Evolutionary Game Theory (EGT) is an incredibly useful mathematical tool in which to frame how the interactions between different cell types shapes selection and thus the evolutionary dynamics in cancer.

One of the virtues of EGT is its simplicity. This makes it possible to approach complex problems in a qualitative manner without having to make too many assumptions. The drawback is that some times we need to dive in into a specific area of the problem in a way that conventional EGT does not make easy. One such area is space. Space is known to play a  role in many key aspects of cancer but conventional EGT treats it only implicitly.

Many people have tried to understand the role of space in various types of games, mainly by letting the players play in a grid. Although a sufficiently adequate solution for many interesting questions, those models are often too complex to be studied analytically.
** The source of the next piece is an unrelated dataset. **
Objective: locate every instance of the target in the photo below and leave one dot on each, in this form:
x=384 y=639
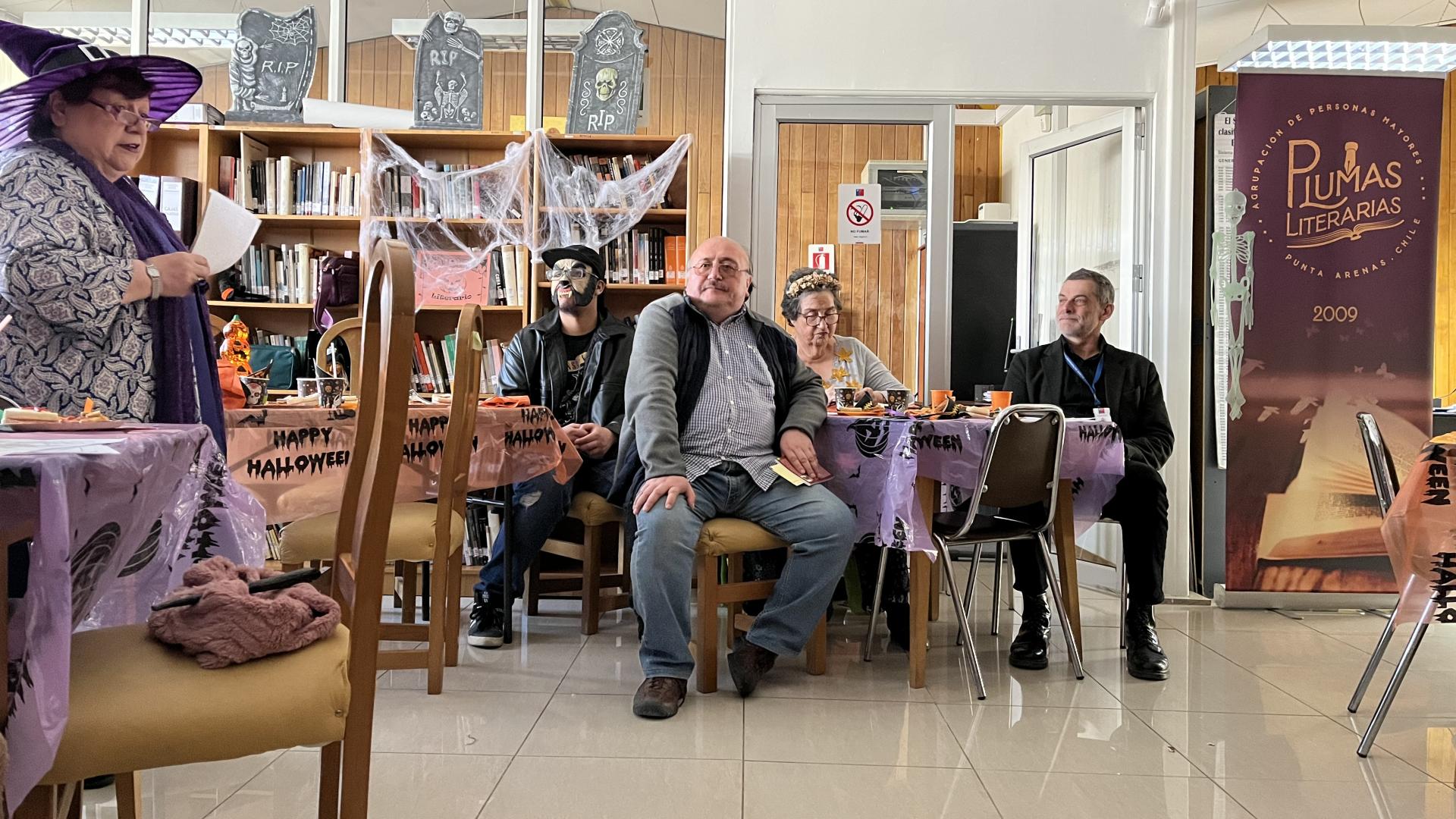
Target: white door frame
x=1130 y=318
x=940 y=123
A different approach is to use something like the Ohtsuki-Nowak transform. This would not mean that we can model space explicitly but at least we would have a first-order approximation to it.

Today, the paper that Artem Kaznatcheev, Jacob G. Scott and yours truly started a couple of years ago, is now online at the Royal Society Interface journal [link]. In it we use the ON transform to study how the evolutionary dynamics change when, during tumour growth, tumour cells reach a hard edge like the bone and, in that way,  change the number of neighbours with which they will interact in their game.

Artem has done a great job of explaining our work with the ON transform [link] before [link][link][link] so, whatever format you want to use to learn about how we used it, enjoy!.